Es war vier Minuten nach sechs, als Magnus in Sarpsborg ankam. Noch eine halbe Stunde bis zum morgendlichen Verkehrschaos. Vor dem Narvesen-Kiosk am Busterminal vor dem Storbyen-Einkaufszentrum stand ein Mann und lud Zeitungsbündel aus einem Lieferwagen.

Magnus kam am Restaurant Festiviteten vorbei und fuhr weiter durch die Stadt, ehe er in den Schotterweg einbog, der zum alten Borregård-Gelände führte. Aus den Schornsteinen der etwas weiter entfernt liegenden Fabrikgebäude stieg Qualm in den Himmel. Magnus machte sich über das Baguette und den Kaffee her und stieg dann aus dem Wagen in die Morgendämmerung. Der Himmel war sternenklar, die Luft kühl. Hinter allen Fenstern war es dunkel. Er schloss auf und nahm die Treppe in den zweiten Stock.

Lars Hox lag in dem provisorischen Schlafzimmer im Bett. Nachdem Magnus ein paarmal die Deckenlampe hatte aufblitzen lassen, wurde der Kollege wach. Er drehte sich im Bett herum und grunzte.

»Wie spät ist es?«, fragte er mit belegter Stimme.

»Gleich halb sieben.«

»Was machst du so früh hier?« Hox fluchte leise in sich hinein. »Ich bin erst um drei ins Bett gekommen.«

»Wohnst du etwa hier?«

»Kannst du das Licht ausschalten?«

Magnus betätigte den Schalter und wiederholte die Frage.

»Zeitweilig. Wenn viel zu tun ist.«

»Und was hat dich letzte Nacht bis drei Uhr wachgehalten?«

Lars Hox setzte sich auf. Er stellte die Füße auf den Boden und rieb sich das Gesicht.
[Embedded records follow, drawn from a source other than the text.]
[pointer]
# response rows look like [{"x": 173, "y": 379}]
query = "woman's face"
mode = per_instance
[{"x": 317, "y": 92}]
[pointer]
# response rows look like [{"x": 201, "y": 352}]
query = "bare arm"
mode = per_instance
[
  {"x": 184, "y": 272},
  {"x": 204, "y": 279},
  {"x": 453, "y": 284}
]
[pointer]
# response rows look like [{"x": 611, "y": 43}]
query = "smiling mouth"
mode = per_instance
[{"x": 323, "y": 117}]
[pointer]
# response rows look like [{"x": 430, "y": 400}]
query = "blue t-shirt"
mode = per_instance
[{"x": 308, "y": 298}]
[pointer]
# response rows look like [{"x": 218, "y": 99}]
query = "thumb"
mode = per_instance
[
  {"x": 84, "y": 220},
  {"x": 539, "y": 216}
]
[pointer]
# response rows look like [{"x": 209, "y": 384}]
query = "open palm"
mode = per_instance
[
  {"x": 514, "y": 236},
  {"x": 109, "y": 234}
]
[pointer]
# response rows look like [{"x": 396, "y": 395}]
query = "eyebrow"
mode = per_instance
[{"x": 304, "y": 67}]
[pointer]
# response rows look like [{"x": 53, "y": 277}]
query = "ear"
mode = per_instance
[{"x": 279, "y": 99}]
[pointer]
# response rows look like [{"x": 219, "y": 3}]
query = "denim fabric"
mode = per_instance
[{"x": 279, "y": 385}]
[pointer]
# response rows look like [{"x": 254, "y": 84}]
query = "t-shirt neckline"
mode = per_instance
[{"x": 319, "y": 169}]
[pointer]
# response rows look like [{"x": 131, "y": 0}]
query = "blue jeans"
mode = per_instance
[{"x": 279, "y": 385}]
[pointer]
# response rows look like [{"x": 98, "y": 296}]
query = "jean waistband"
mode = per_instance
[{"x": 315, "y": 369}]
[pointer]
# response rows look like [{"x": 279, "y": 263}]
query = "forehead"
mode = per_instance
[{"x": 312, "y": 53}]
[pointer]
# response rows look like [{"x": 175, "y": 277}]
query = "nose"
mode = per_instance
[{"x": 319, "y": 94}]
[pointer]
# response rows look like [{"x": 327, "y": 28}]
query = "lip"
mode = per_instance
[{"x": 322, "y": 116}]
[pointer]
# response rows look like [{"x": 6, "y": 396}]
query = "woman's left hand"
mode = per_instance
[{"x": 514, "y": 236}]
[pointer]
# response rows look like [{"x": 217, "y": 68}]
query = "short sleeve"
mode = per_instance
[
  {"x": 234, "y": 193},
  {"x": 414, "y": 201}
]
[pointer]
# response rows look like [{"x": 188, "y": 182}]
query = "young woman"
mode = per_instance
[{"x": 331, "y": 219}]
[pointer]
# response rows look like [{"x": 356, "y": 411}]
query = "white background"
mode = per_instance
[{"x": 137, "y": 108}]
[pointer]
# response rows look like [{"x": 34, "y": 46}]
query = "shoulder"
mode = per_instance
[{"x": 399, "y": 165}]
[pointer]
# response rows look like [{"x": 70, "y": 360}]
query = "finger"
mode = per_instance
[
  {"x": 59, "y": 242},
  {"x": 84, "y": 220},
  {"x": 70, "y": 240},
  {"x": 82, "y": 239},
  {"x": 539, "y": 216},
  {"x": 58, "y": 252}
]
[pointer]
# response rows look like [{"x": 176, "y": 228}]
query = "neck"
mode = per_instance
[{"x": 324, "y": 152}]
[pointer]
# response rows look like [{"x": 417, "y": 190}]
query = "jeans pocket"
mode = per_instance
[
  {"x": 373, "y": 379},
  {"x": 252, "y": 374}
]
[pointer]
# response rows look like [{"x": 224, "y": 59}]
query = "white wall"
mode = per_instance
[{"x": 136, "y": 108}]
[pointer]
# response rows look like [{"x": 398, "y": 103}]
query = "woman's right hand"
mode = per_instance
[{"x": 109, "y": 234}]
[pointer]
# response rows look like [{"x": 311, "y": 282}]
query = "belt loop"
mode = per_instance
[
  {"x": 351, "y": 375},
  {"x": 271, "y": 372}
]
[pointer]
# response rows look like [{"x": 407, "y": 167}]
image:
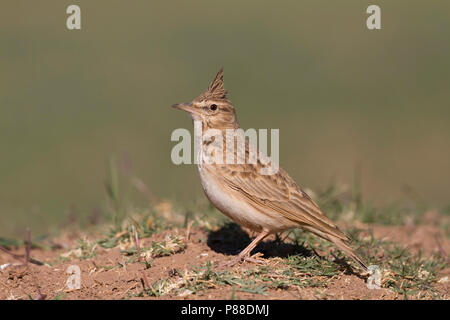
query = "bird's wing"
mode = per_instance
[{"x": 276, "y": 193}]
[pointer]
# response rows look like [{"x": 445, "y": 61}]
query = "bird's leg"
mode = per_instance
[{"x": 244, "y": 253}]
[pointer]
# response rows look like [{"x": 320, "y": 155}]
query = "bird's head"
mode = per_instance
[{"x": 212, "y": 107}]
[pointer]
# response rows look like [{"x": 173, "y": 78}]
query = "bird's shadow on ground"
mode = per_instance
[{"x": 231, "y": 239}]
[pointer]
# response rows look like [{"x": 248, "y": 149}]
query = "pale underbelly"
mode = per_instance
[{"x": 238, "y": 210}]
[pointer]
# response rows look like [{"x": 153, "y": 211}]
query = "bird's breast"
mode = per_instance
[{"x": 235, "y": 206}]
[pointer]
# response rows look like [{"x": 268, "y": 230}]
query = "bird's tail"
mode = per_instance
[
  {"x": 349, "y": 251},
  {"x": 339, "y": 239}
]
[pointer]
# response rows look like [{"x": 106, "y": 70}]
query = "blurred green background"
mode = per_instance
[{"x": 342, "y": 96}]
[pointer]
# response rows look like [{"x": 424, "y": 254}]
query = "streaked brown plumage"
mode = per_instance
[{"x": 263, "y": 203}]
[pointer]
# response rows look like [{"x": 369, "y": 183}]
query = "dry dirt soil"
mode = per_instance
[{"x": 174, "y": 274}]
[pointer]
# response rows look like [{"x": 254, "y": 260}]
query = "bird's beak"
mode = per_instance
[{"x": 184, "y": 106}]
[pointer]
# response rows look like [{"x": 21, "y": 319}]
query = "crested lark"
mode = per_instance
[{"x": 263, "y": 203}]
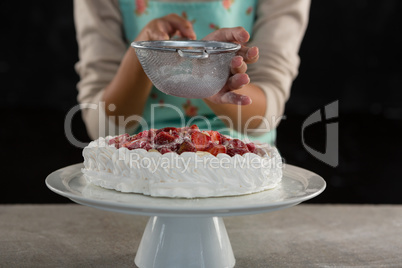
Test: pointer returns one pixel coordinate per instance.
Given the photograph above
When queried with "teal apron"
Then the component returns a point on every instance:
(163, 110)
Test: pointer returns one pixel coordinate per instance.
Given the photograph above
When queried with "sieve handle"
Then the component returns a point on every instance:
(193, 54)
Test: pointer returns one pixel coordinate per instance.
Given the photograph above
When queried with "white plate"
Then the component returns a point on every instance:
(297, 186)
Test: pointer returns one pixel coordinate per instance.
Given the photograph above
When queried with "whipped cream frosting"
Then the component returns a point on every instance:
(187, 175)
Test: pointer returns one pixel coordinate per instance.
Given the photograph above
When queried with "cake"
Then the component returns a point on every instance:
(181, 162)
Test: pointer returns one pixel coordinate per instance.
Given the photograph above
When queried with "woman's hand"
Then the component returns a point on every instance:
(238, 66)
(166, 27)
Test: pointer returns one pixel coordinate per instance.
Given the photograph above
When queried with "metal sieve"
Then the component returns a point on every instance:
(190, 69)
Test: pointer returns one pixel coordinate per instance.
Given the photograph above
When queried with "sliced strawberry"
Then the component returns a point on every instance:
(216, 149)
(168, 130)
(251, 147)
(236, 143)
(194, 127)
(142, 143)
(200, 140)
(216, 137)
(150, 134)
(164, 138)
(164, 150)
(233, 151)
(236, 146)
(186, 146)
(119, 140)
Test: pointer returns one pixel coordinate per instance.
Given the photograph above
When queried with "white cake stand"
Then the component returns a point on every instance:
(186, 232)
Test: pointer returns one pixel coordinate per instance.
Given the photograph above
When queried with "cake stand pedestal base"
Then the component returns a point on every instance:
(185, 242)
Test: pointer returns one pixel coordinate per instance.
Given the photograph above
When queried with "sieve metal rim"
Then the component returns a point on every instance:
(211, 47)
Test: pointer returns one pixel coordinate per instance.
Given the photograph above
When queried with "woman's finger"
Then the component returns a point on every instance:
(236, 34)
(238, 81)
(231, 97)
(238, 65)
(250, 55)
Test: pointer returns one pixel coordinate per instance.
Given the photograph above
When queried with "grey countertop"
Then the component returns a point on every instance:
(302, 236)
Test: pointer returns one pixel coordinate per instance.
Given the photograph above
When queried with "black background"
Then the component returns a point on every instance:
(351, 53)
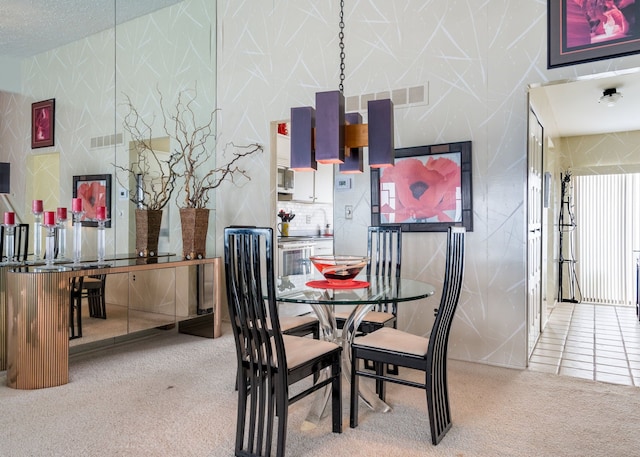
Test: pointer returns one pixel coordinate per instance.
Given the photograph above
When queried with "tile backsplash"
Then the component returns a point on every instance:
(311, 219)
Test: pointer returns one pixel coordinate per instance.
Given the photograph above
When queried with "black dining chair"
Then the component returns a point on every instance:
(384, 249)
(269, 362)
(392, 346)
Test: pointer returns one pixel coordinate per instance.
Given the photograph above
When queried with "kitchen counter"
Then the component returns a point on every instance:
(304, 238)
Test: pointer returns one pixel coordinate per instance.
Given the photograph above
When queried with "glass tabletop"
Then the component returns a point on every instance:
(295, 289)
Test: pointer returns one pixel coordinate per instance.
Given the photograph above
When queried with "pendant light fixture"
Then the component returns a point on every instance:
(327, 135)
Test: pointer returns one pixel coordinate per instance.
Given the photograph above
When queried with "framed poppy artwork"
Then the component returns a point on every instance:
(43, 123)
(94, 190)
(587, 30)
(427, 190)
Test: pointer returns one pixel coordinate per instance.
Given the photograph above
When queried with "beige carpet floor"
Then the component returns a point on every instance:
(172, 395)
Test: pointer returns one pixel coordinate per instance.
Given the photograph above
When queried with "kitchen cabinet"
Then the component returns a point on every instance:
(303, 186)
(323, 246)
(283, 147)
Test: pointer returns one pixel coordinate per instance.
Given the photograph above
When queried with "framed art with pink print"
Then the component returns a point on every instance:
(427, 190)
(95, 191)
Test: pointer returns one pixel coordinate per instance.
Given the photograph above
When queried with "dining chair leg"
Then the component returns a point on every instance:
(381, 370)
(355, 388)
(336, 396)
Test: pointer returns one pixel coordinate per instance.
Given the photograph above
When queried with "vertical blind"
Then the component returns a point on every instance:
(607, 237)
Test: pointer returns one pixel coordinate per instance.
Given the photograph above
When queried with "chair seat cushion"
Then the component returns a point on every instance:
(391, 339)
(289, 322)
(300, 350)
(376, 317)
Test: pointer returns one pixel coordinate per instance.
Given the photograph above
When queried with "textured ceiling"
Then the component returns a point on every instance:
(29, 27)
(577, 110)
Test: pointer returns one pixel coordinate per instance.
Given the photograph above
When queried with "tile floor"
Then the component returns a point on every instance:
(598, 342)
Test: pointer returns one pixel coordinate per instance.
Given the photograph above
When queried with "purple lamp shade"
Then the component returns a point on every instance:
(330, 127)
(303, 121)
(353, 157)
(381, 141)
»Dieser Mist mit Otto Stenersen ist mir die ganze Zeit im Kopf herumgegangen. Und dann dachte ich: Was haben wir sonst noch übersehen? An welchen anderen Stellen haben wir geschlampt? Denn eine Zeitlang sind hier ja ’ne Menge Köche um den Brei versammelt gewesen. Fehlt eigentlich nur noch, dass mein Kopf rollt, wenn das Ganze mal vorbei ist.«

Magnus’ Handy signalisierte den Eingang einer SMS . Die kam von Skulstad: Der Helikopter sammelt euch um 08:30 am Festplatz in Sarpsborg auf. Bitte Meldung bestätigen.

Magnus schickte eine kurze Rückmeldung. Verstanden.

Ein lautes Knacken ertönte, als Lars Hox aufstand.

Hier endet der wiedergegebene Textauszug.